It is not necessary to start with the full Fourier series to obtain the sine and cosine series. The sine series is really the eigenfunction expansion of \(f(t)\) using eigenfunctions of the eigenvalue problem \(x''+\lambda x=0\) \(x(0)=0\), \(x(L)=L\). The cosine series is the eigenfunction expansion of \(f(t)\) using eigenfunctions of the eigenvalue problem \(x''+\lambda x=0\), \(x'(0)=0\), \(x'(L)=L\). We could have, therefore, gotten the same formulas by defining the inner produ

\[ \left \langle f(t),g(y)\right \rangle =\int _0^L f(t)g(t)\,dt, \nonumber \]

and following the procedure of Section 4.2. This point of view is useful, as we commonly use a specific series that arose because our underlying question led to a certain eigenvalue problem. If the eigenvalue problem is not one of the three we covered so far, you can still do an eigenfunction expansion, generalizing the results of this chapter. We will deal with such a generalization in Chapter 5.

##### Example \(\PageIndex{2}\)

Find the Fourier series of the even periodic extension of the function \( f(t)= t^2\) for \( 0 \leq t \leq \pi\).

**Solution**

We want to write \[ f(t) = \frac{a_0}{2} + \sum_{n=1}^{\infty} a_n \cos(nt), \nonumber \] where \[ a_0= \frac{2}{\pi} \int_0^{\pi}t^2dt= \frac{2 \pi^2}{3}, \nonumber \] and

\[\begin{align}\begin{aligned} a_n &= \frac{2}{\pi} \int_0^{\pi}t^2 \cos(nt) dt= \frac{2 }{\pi} \left[ t^2 \frac{1}{n} \sin(nt)\right]_0^{\pi} - \frac{4}{n \pi} \int_0^{\pi} t \sin(nt)dt \\ &= \frac{4}{n^2 \pi} \left[ t \cos(nt)\right]_0^{\pi} + \frac{4}{n^2 \pi} \int_0^{\pi} \cos(nt)dt = \frac{4(-1)^n}{n^2}.\end{aligned}\end{align} \nonumber \]

Note that we have “detected” the continuity of the extension since the coefficients decay as \(\frac{1}{n^2}\). That is, the even extension of \(t^2\) has no jump discontinuities.
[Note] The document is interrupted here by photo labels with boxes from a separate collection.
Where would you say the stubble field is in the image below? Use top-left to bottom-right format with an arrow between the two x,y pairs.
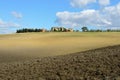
0,32 -> 120,63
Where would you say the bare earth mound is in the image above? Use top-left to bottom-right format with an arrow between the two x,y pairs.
0,46 -> 120,80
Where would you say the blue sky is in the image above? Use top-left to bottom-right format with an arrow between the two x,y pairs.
0,0 -> 120,33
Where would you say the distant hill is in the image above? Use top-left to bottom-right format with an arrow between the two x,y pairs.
0,45 -> 120,80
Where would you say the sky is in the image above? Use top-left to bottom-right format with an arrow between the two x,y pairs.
0,0 -> 120,34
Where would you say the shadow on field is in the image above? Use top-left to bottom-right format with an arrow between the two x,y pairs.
0,45 -> 120,80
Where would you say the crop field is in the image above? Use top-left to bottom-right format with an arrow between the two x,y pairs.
0,32 -> 120,63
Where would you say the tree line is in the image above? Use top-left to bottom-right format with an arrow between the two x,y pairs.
16,27 -> 120,33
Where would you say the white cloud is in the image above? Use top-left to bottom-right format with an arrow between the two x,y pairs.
11,11 -> 23,19
56,3 -> 120,28
0,19 -> 20,28
70,0 -> 96,8
98,0 -> 110,6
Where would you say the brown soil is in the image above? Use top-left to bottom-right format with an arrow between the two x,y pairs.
0,45 -> 120,80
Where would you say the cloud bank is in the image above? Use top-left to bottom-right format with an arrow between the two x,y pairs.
56,0 -> 120,28
11,11 -> 23,19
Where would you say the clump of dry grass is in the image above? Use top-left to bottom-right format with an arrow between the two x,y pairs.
0,46 -> 120,80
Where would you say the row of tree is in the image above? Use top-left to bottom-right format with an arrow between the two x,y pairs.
81,27 -> 120,32
16,27 -> 120,33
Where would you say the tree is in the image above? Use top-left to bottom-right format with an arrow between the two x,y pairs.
81,27 -> 88,32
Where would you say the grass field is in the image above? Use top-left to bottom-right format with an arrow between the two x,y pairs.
0,32 -> 120,63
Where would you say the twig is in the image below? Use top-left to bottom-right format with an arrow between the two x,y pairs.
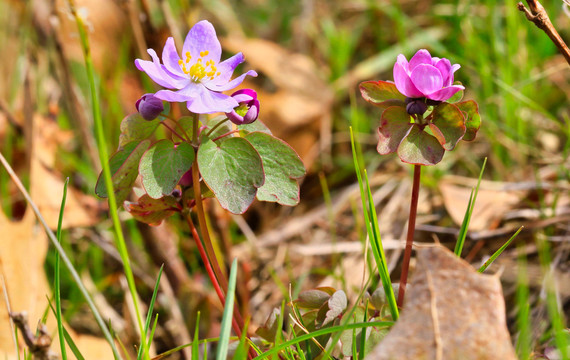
517,0 -> 570,65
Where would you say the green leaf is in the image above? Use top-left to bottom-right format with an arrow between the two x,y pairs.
455,100 -> 481,141
376,106 -> 413,155
398,126 -> 445,165
198,137 -> 265,214
95,140 -> 150,206
238,119 -> 271,136
429,103 -> 465,151
245,132 -> 305,206
119,113 -> 160,147
323,290 -> 348,326
200,115 -> 232,142
359,80 -> 406,109
125,194 -> 177,225
139,140 -> 194,199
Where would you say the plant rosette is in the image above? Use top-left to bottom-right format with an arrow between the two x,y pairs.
95,21 -> 305,225
359,49 -> 481,165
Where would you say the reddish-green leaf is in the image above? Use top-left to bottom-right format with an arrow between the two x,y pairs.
295,287 -> 336,309
455,100 -> 481,141
245,132 -> 305,206
359,80 -> 406,109
398,126 -> 445,165
198,137 -> 265,214
139,140 -> 194,199
429,103 -> 465,151
376,106 -> 413,155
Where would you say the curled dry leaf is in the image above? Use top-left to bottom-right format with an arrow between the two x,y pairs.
367,246 -> 517,360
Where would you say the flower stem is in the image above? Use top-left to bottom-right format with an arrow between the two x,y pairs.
185,213 -> 241,337
398,165 -> 422,307
192,114 -> 248,348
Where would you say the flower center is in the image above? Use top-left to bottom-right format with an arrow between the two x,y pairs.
178,50 -> 220,83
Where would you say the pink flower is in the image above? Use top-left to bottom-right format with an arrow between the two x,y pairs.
394,49 -> 465,101
135,20 -> 257,114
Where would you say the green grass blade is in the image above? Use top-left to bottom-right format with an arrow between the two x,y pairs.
192,311 -> 200,359
63,328 -> 85,360
53,178 -> 69,360
0,153 -> 121,359
516,251 -> 532,360
477,226 -> 524,273
350,127 -> 399,320
454,158 -> 487,257
137,264 -> 164,360
253,321 -> 393,360
68,0 -> 146,359
216,259 -> 237,360
537,239 -> 569,360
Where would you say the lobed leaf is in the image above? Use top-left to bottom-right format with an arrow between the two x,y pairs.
398,126 -> 445,165
119,112 -> 160,147
139,139 -> 194,199
245,132 -> 305,206
358,80 -> 406,109
455,100 -> 481,141
95,140 -> 150,206
429,102 -> 465,151
198,137 -> 265,214
376,106 -> 413,155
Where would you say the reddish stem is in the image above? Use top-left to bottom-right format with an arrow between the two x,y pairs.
186,214 -> 241,338
397,165 -> 422,307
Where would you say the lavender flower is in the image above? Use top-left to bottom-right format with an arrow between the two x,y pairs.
135,94 -> 164,120
226,89 -> 259,125
394,49 -> 465,101
135,20 -> 257,114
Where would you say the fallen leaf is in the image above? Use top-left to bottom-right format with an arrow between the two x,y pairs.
367,246 -> 517,360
It does have corners, since the derivative, which is an odd function and a sine series, has jumps; it has a Fourier series whose coefficients decay only as \(\frac{1}{n}\).

Explicitly, the first few terms of the series are

\[ \dfrac{\pi^2}{3}-4\cos{(t)}+\cos{(2t)} - \dfrac{4}{9}\cos{(3t)} + \cdots \nonumber \]
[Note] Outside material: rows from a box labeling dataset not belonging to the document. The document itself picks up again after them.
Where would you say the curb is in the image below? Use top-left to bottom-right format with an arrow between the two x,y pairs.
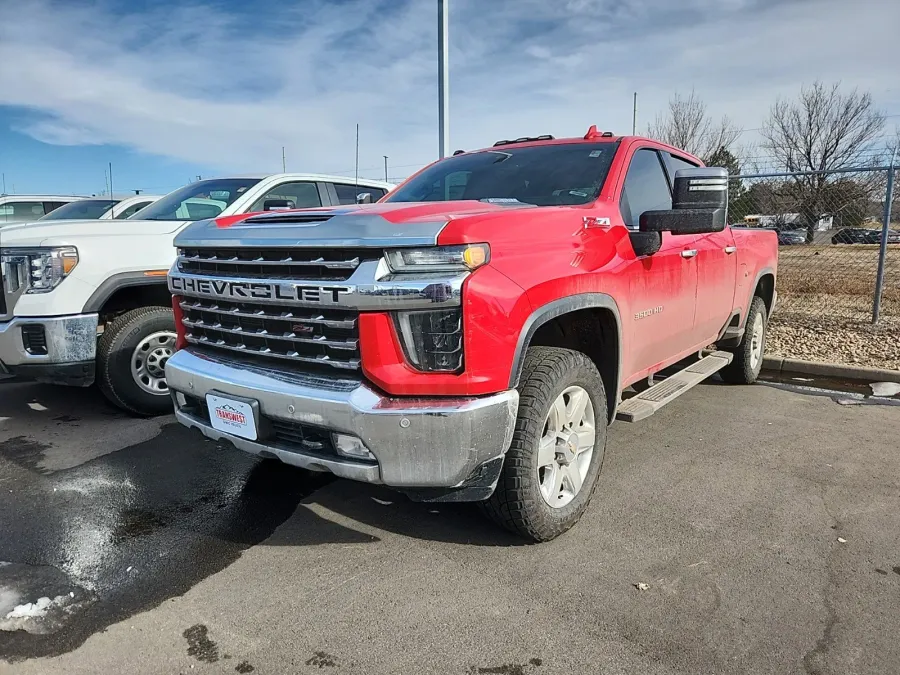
763,356 -> 900,382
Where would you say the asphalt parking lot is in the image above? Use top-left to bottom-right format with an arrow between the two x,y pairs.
0,383 -> 900,675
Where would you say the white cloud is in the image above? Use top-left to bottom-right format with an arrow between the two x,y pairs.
0,0 -> 900,182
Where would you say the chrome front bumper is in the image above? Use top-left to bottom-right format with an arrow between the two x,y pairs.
166,348 -> 519,488
0,314 -> 97,375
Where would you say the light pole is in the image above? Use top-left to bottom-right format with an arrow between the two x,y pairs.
438,0 -> 450,158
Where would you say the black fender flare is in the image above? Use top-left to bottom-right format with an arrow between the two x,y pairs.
82,270 -> 167,314
741,267 -> 778,329
509,293 -> 623,419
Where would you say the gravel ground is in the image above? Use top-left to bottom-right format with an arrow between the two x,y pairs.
767,245 -> 900,370
767,294 -> 900,370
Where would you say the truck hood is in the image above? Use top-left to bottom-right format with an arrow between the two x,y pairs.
0,220 -> 186,247
175,201 -> 536,247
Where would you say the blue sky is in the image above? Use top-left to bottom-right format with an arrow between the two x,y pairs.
0,0 -> 900,193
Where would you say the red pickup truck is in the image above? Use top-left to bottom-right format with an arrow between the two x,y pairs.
166,127 -> 778,541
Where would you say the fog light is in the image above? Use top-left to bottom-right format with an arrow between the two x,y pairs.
396,309 -> 463,372
331,434 -> 375,459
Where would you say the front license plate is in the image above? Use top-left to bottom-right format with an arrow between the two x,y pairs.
206,394 -> 258,441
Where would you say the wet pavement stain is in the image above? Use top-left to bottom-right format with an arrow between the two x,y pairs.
469,659 -> 544,675
182,623 -> 219,663
306,652 -> 337,668
53,415 -> 81,427
0,424 -> 331,661
0,436 -> 51,474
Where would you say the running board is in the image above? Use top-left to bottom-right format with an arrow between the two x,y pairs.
616,352 -> 734,422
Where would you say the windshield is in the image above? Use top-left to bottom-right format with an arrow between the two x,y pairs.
382,142 -> 618,206
38,199 -> 119,220
131,178 -> 262,220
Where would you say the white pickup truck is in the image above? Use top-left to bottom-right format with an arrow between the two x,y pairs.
0,174 -> 393,415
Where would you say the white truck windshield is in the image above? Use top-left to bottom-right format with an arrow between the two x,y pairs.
137,178 -> 261,220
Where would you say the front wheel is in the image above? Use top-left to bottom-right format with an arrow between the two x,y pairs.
482,347 -> 606,541
719,295 -> 768,384
97,307 -> 176,416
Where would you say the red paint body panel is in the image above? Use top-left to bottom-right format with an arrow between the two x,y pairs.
359,267 -> 532,396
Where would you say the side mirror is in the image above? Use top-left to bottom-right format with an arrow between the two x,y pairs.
263,199 -> 295,211
639,167 -> 728,234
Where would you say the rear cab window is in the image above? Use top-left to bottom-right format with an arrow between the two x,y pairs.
0,202 -> 45,223
334,183 -> 385,205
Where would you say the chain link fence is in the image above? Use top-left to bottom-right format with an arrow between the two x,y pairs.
729,167 -> 900,369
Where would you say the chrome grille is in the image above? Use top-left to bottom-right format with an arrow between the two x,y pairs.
178,248 -> 382,281
180,297 -> 359,370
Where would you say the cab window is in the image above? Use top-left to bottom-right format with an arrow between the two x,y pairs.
334,183 -> 384,204
250,182 -> 322,211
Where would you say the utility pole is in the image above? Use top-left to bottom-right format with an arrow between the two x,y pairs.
631,92 -> 637,136
356,122 -> 359,187
438,0 -> 450,159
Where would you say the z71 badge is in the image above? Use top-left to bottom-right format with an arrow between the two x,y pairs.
634,305 -> 663,321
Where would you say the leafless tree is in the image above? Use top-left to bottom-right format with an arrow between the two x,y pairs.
647,90 -> 742,160
761,82 -> 884,171
760,81 -> 884,241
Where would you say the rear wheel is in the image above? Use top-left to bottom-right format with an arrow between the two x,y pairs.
719,295 -> 767,384
97,307 -> 176,415
482,347 -> 606,541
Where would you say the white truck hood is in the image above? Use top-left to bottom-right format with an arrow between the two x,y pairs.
0,220 -> 188,247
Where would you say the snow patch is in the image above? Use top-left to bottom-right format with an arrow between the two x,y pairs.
55,476 -> 134,495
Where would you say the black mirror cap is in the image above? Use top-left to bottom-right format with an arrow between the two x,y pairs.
628,232 -> 662,258
640,209 -> 725,234
672,166 -> 728,210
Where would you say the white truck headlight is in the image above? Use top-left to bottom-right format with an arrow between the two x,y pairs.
384,244 -> 491,273
0,246 -> 78,293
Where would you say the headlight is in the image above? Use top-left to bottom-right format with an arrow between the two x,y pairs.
384,244 -> 491,273
396,308 -> 463,373
0,246 -> 78,293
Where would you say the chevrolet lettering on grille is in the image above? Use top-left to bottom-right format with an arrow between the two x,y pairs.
169,275 -> 351,305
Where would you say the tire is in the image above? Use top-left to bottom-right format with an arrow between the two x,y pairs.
719,295 -> 768,384
97,307 -> 175,416
481,347 -> 607,542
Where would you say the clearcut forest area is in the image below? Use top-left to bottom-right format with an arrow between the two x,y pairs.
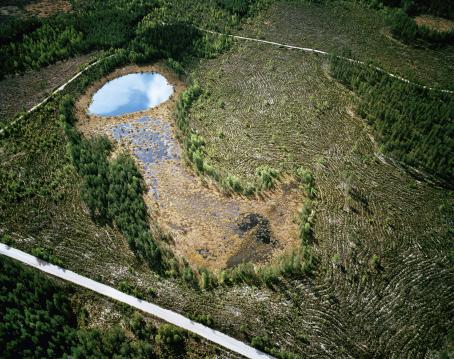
0,0 -> 454,359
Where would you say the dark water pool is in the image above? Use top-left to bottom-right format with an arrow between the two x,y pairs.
88,72 -> 173,116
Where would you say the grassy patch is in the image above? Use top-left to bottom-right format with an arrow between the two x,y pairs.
242,1 -> 454,88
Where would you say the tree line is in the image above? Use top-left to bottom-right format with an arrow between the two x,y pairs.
60,96 -> 163,269
0,257 -> 192,359
0,0 -> 266,78
387,9 -> 454,45
331,57 -> 454,185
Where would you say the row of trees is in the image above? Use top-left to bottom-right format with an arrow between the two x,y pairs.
331,58 -> 454,184
174,83 -> 279,196
0,0 -> 264,78
0,257 -> 192,359
363,0 -> 454,19
387,9 -> 454,45
60,96 -> 163,269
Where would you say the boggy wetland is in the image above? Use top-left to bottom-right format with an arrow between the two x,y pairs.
77,66 -> 302,269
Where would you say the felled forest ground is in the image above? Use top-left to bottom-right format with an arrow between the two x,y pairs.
0,54 -> 95,122
0,1 -> 454,358
186,30 -> 454,358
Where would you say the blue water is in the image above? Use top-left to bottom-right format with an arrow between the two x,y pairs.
88,72 -> 173,116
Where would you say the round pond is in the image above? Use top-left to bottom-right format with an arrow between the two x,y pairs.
88,72 -> 173,116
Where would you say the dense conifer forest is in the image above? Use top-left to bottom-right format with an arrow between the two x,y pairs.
0,257 -> 192,359
332,58 -> 454,184
0,0 -> 454,358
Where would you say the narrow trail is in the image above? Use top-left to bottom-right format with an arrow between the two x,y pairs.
0,243 -> 273,359
196,26 -> 454,94
0,55 -> 114,135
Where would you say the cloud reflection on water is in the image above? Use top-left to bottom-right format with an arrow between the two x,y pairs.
88,72 -> 173,116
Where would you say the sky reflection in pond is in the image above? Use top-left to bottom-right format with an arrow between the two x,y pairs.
88,72 -> 173,116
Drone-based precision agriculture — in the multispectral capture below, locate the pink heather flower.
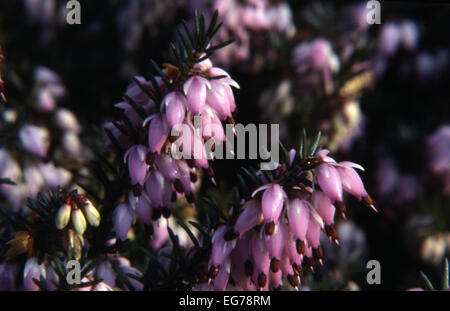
[134,192,153,225]
[183,76,211,114]
[55,108,81,134]
[148,114,169,154]
[155,155,178,180]
[336,161,368,200]
[234,200,262,236]
[145,170,172,207]
[261,184,286,227]
[207,80,234,120]
[266,223,287,266]
[250,232,270,288]
[314,163,342,201]
[306,210,321,249]
[19,125,50,158]
[213,259,231,291]
[287,198,311,241]
[124,145,148,186]
[210,226,236,267]
[311,190,336,225]
[202,106,226,144]
[113,203,134,241]
[161,92,186,128]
##### Exercise \(\PageIndex{3}\)

- Compute the derivative of the even extension of \(f(t)\) above and verify it has jump discontinuities. Use the actual definition of \(f(t)\), not its cosine series!
- Why is it that the derivative of the even extension of \(f(t)\) is the odd extension of \(f'(t)\)?

## Application

Fourier series ties in to the boundary value problems we studied earlier. Let us see this connection in more detail.
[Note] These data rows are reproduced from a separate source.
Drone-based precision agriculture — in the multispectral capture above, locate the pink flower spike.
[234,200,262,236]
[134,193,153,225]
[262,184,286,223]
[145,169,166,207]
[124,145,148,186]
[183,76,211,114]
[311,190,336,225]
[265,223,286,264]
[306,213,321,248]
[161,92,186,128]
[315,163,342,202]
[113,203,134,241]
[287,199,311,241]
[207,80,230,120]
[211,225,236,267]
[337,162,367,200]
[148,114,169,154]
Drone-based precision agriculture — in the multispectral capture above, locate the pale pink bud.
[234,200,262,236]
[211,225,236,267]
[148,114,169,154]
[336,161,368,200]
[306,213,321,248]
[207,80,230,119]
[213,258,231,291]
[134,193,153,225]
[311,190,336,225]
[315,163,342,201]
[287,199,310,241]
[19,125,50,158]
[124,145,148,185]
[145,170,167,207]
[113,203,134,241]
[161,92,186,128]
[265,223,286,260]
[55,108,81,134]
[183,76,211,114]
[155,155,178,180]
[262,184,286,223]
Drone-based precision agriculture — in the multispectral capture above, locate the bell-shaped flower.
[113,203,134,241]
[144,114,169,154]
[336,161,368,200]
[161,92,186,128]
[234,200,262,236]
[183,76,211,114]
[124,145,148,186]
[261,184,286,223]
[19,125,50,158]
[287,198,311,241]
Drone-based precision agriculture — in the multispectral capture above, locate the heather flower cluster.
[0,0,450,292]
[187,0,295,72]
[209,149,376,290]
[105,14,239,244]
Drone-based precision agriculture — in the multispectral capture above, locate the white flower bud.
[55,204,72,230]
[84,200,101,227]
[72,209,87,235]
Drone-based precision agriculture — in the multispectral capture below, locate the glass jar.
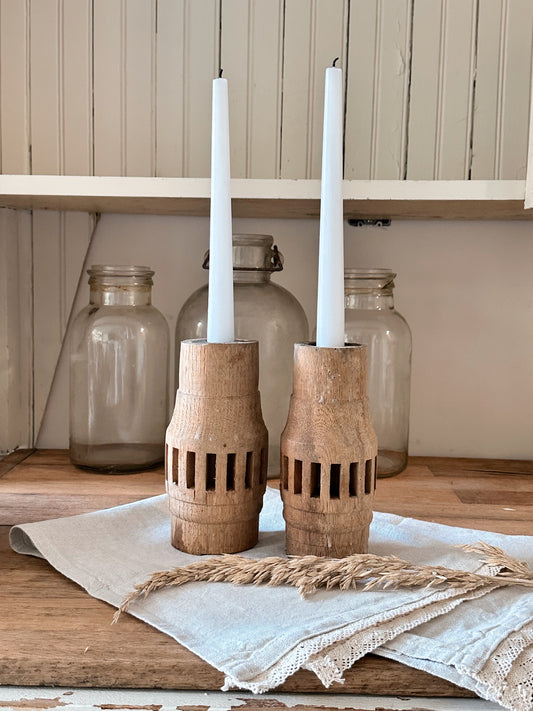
[175,234,309,477]
[70,266,169,472]
[344,269,411,478]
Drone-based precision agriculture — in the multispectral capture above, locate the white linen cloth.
[10,489,533,711]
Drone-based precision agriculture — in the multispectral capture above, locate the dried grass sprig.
[458,541,533,580]
[113,544,533,622]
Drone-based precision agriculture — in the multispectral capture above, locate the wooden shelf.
[0,175,533,220]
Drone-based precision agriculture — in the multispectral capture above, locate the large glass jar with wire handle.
[175,234,309,477]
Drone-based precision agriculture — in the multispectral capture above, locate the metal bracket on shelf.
[348,217,391,227]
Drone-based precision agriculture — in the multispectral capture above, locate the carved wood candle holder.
[280,344,377,558]
[165,340,268,555]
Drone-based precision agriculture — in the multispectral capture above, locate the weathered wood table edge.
[0,450,533,708]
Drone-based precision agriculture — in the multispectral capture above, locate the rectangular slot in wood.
[205,453,217,491]
[172,444,179,486]
[365,459,373,494]
[294,459,302,494]
[259,447,268,486]
[309,462,322,499]
[329,464,341,499]
[226,454,235,491]
[281,454,289,491]
[350,462,359,496]
[244,452,254,489]
[185,452,196,489]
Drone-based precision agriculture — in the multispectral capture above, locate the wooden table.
[0,450,533,711]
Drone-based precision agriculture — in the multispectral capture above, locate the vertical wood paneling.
[155,0,186,177]
[182,0,220,178]
[123,0,155,176]
[61,0,93,175]
[470,0,507,180]
[156,0,220,178]
[497,0,533,180]
[407,0,476,180]
[0,0,30,173]
[344,0,412,180]
[221,0,283,178]
[0,0,533,179]
[281,0,348,178]
[94,0,155,176]
[33,210,93,433]
[93,0,126,175]
[30,0,63,175]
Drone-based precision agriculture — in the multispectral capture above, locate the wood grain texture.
[0,450,533,696]
[165,339,268,555]
[281,343,377,558]
[0,175,533,220]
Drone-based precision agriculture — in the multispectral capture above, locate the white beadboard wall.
[0,0,533,180]
[38,215,533,459]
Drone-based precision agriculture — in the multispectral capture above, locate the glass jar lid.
[344,267,396,291]
[202,234,283,272]
[87,264,155,285]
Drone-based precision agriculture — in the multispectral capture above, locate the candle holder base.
[165,340,268,555]
[280,344,377,558]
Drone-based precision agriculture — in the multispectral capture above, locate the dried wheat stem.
[113,544,533,622]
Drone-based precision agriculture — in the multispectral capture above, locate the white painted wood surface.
[344,0,413,180]
[0,0,533,180]
[0,686,501,711]
[0,210,33,454]
[0,175,533,219]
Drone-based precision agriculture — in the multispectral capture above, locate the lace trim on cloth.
[222,586,494,694]
[460,622,533,711]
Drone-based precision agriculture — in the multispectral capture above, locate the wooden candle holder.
[165,340,268,555]
[280,344,377,558]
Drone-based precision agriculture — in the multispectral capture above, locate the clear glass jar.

Suppose we have the boundary value problem for \( 0<t <L\).

\[ x''(t) + \lambda x(t) = f(t), \nonumber \]

for the *Dirichlet boundary conditions* \(x(0) = 0, x(L)=0\). By using the Fredholm alternative (Theorem 4.1.2) we note that as long as \(\lambda\) is *not *an eigenvalue of the underlying homogeneous problem, there exists a unique solution. Note that the eigenfunctions of this eigenvalue problem are the functions \(\sin{\left(\frac{n\pi}{L}t\right)}\). Therefore, to find the solution, we first find the Fourier sine series for \(f(t)\). We write \(x\) also as a sine series, but with unknown coefficients. We substitute the series for \(x\) into the equation and solve for the unknown coefficients. If we have the *Neumann boundary conditions* \(x'(0) = 0\) and \(x'(L)=0\), we do the same procedure using the cosine series.

Let us see how this method works on examples.

##### Example \(\PageIndex{3}\)

Take the boundary value problem for \(0<t<1\),

\[x''(t) + 2x(t) = f(t), \nonumber \]

where \(f(t)=t\) on \(0<t<1\), and satisfying the **Dirichlet boundary** conditions \(x(0) = 0\) and \(x(1)=0\). We write \(f(t)\) as a sine series

\[ f(t) = \sum_{n=1}^{\infty} c_n \sin{(n\pi t)}. \nonumber \]

Compute

\[ c_n = 2\int_0^1 t\, \sin{(n\pi t)}\,dt = \dfrac{2(-1)^{n+1}}{n\pi}. \nonumber \]

We write \(x(t)\) as

\[x(t)=\sum_{n=1}^{\infty} b_n \sin{(n\pi t)}. \nonumber \]

We plug in to obtain

\[\begin{align}\begin{aligned} x''(t) + 2 x(t) & = \underbrace{ \sum_{n=1}^\infty - b_n n^2 \pi^2 \sin (n \pi t) }_{x''} \, + \, 2 \underbrace{ \sum_{n=1}^\infty b_n \sin (n \pi t) }_{x} \\ & = \sum_{n=1}^\infty b_n (2 - n^2 \pi^2 ) \sin (n \pi t) \\ & = f(t) = \sum_{n=1}^\infty \frac{2\, {(-1)}^{n+1}}{n \pi} \sin (n \pi t) . \end{aligned}\end{align} \nonumber \]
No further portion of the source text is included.